Bruce Williams avance une autre explication de l’influence minime des débats: “Ce sont surtout les journalistes qui se focalisent sur eux. Il y a très peu d’électeurs indécis prêts à être convaincus par les échanges. Les indécis sont en majorité non-informés politiquement, et sont des électeurs désengagés qui ne regardent généralement pas les débats (ou ne votent pas).
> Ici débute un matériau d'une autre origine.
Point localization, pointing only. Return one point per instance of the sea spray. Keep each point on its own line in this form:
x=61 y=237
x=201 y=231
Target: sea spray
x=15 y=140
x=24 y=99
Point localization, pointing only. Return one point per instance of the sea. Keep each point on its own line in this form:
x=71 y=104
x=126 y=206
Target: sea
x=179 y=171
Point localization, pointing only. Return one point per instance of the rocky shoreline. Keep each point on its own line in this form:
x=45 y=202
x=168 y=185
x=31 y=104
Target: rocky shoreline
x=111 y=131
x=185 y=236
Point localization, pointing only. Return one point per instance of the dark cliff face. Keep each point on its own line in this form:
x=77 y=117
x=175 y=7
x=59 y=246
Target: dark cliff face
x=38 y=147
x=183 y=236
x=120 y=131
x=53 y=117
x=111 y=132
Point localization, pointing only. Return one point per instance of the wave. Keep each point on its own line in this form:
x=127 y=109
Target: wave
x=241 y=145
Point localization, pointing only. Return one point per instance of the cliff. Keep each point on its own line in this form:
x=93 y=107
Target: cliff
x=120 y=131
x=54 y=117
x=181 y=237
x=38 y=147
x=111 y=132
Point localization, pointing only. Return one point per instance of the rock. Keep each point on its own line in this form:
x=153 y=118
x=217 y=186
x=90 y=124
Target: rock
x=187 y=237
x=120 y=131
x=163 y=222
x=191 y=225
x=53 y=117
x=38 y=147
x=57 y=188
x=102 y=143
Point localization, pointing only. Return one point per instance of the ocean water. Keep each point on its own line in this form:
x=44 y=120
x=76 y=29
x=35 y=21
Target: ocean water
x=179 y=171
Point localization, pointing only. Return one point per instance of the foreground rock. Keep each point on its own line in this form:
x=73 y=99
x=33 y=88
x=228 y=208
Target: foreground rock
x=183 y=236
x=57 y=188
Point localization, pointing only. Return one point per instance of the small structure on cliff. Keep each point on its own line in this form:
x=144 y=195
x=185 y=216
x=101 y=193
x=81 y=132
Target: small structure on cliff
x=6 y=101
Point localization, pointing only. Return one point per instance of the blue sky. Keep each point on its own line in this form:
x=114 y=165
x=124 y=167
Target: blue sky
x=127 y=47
L’enjeu principal de cette élection est de mobiliser ses soutiens, et non de changer les esprits.”

Barack Obama a en tous cas réussi à mobiliser financièrement ses partisans : il a récolté 181 millions de dollars au cours du mois de septembre, établissant un nouveau record de levée de fonds dans le cadre d’une élection.

Le premier débat achevé, les deux camps ajustent leurs stratégies. L’équipe de campagne de Mitt Romney a repris des images du débat pour marteler son slogan : “Nous ne pouvons pas nous permettre quatre années supplémentaires”. Une nouvelle vidéo baptisée “Cameras” et produite par le camp démocrate présente la performance télévisée de Mitt Romney comme une série de mensonges.

L’économie a été au centre des interventions à l’université de Denver. En attendant les prochains, les deux candidats multiplient les thématiques. Le mois dernier, le taux de chômage est tombé à 7,8 %, soit son plus bas niveau depuis l’entrée en fonction de Barack Obama en 2009. Les créations d’emplois nettes ont cependant reculé, pour s’établir à 114 000 nouveaux emplois. Mitt Romney a réagi à cette annonce vendredi 5 octobre en Virginie, en questionnant les statistiques. Selon lui, la diminution serait artificielle, un grand nombre de chômeurs auraient simplement cessé de chercher un emploi.

Barack Obama insiste de son côté sur les questions de société afin de mettre le parti républicain en difficulté. Mitt Romney a donné un discours sur la politique étrangère et le leadership américain, lundi 8 octobre, au Virginia Military Institute de Lexington. S’inscrivant dans la lignée néoconservatrice, son discours a dénoncé la gestion des affaires internationales de la part de l’administration sortante, affirmant que “l’espoir n’est pas une stratégie”. La thématique de l’espoir, “hope”, était au centre de la campagne d’Obama en 2008.